It’s been a long time since my computer scanned for a wifi network and found nothing—either locked or unlocked.
My pastel green curtains are suspended from a lopsided metal bar.
The paint is chipping off the white plaster wall.
I have a pet gecko, not by choice.
Mosquitos own the bathroom, so I keep the door closed and shower only when absolutely necessary. Even poking my head in from some toilet paper to blow my nose is a tough decision.
I have a solid wood-framed mirror, but you can’t put anything on the shelf that extends below it, as it will fall off, defeating the purpose of a shelf unless you think of it as a game.
The ceiling has holes where there used to be mosquito netting, but with screens on the window the resort took the netting down in my room. Others still have it, though, so I hung my own netting from the fan above my bed.
That fan—a luxury I pay 300 extra baht for—$10/night. My room is one of the most expensive at 1500 for two beds—750 per person. I could get a smaller, cheaper bungalow up the road with more mosquitos, no screens, a more disgusting bathroom for 600 a night, but I’ll stick with my just a couple tiny ants that invade my bed and attack my ankles.
I was so happy to see my friends, Ginette and Normand this evening. After walking along Ton Sai beach to Railay, watching a gorgeous sunset, and trudging back in my flipfops (I remember why I don’t wear flipflops—they hurt my feet), I finally ran in to them at one of the open-air restaurants. What a sight for sore eyes. Since internet is inconvenient I hadn’t heard from them all day and the reception staff didn’t understand what I wanted to know when I asked what room they were in. They hadn’t given me their room number so I’d been keeping my eyes open for them. They had emailed me back later that day but as there’s no wifi and I didn’t want to go hang out in the internet café nearby when I could be taking a much needed nap, I hadn’t received news that they were looking for me and had given their room # to me on facebook. I booked my DWS trip tomorrow, and Normand even canceled the groups plans to go into a cave across Railay so I could join them on the excursion the following day. Now I just need to not fall on rocks and hurt myself and I’ll get to do both. Great people, Normand and Ginette.
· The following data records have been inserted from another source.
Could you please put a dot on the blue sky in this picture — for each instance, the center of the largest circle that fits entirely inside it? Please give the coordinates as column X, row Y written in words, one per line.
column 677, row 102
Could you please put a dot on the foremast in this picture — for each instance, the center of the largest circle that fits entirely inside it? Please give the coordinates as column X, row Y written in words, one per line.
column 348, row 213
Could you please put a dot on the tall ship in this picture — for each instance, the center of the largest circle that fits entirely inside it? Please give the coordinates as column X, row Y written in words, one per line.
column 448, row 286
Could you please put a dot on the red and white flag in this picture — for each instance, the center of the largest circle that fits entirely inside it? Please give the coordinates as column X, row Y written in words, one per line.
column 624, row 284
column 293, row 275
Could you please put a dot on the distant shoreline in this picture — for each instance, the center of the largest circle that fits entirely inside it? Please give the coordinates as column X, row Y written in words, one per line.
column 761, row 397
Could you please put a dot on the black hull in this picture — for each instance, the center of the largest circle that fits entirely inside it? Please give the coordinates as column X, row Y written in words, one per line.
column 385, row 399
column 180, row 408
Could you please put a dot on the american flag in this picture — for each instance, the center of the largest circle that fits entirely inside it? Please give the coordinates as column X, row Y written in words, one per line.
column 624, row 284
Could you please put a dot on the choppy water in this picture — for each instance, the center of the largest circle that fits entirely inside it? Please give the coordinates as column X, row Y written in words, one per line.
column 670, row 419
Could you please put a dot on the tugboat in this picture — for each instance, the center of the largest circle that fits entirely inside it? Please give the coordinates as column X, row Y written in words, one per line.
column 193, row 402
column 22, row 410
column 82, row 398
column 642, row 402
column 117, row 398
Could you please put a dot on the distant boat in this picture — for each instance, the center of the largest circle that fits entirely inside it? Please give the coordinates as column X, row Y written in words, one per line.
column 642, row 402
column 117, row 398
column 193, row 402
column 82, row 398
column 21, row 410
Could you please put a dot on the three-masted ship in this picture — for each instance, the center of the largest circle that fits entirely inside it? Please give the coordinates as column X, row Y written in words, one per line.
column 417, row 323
And they’re giving me a roommate, which saves me a bunch of money. For at least a week I’ll be rooming with another Montrealer from my climbing gym. I’d never met him but a friend of Normand and Ginette is a friend of mine, and its quaint to speak French on a Thai island surrounded by English, Spanish, German, and Swedish speakers…and a handful of thais. The locals row the longtail boats with the swinging oars that guide the gas-powered ship across the waters from Ao Nang to the beaches. Others cook at Mama C’s food stall. I gave her my “gluten-free” explanation sheet in Thai and she made me a special pad thai with no soy sauce. I don’t think MSG-free” was on that sheet, though, because I was awfully thirsty afterwards, and I can’t check ingredients myself as it’s all written in Thai. The locals work the three climbing shops, the massage shops, and the clothing shops in the area, too. At Base Camp Tonsai the guys made fun of my huge bag when I lugged it onto my back. They smiled and nodded when I asked if they thought it was funny. They know enough English to make friends with the tourists…and they respect climbers, which is the most important part. We’ll see how today goes, if I feel comfortable in their hands and they take me to giant cliffs overlooking the ocean and expect me to fall or jump in.
Off to the beach for sunrise before figuring out my housing partnership for the next week, a buffet breakfast (I’ll just eat the peeled fruit. My papaya shake for supper yesterday was what my stomach needed after 3 days of Lara bars and a heavy pad Thai), and maybe some internet.
Sometimes all you need is a smiling face.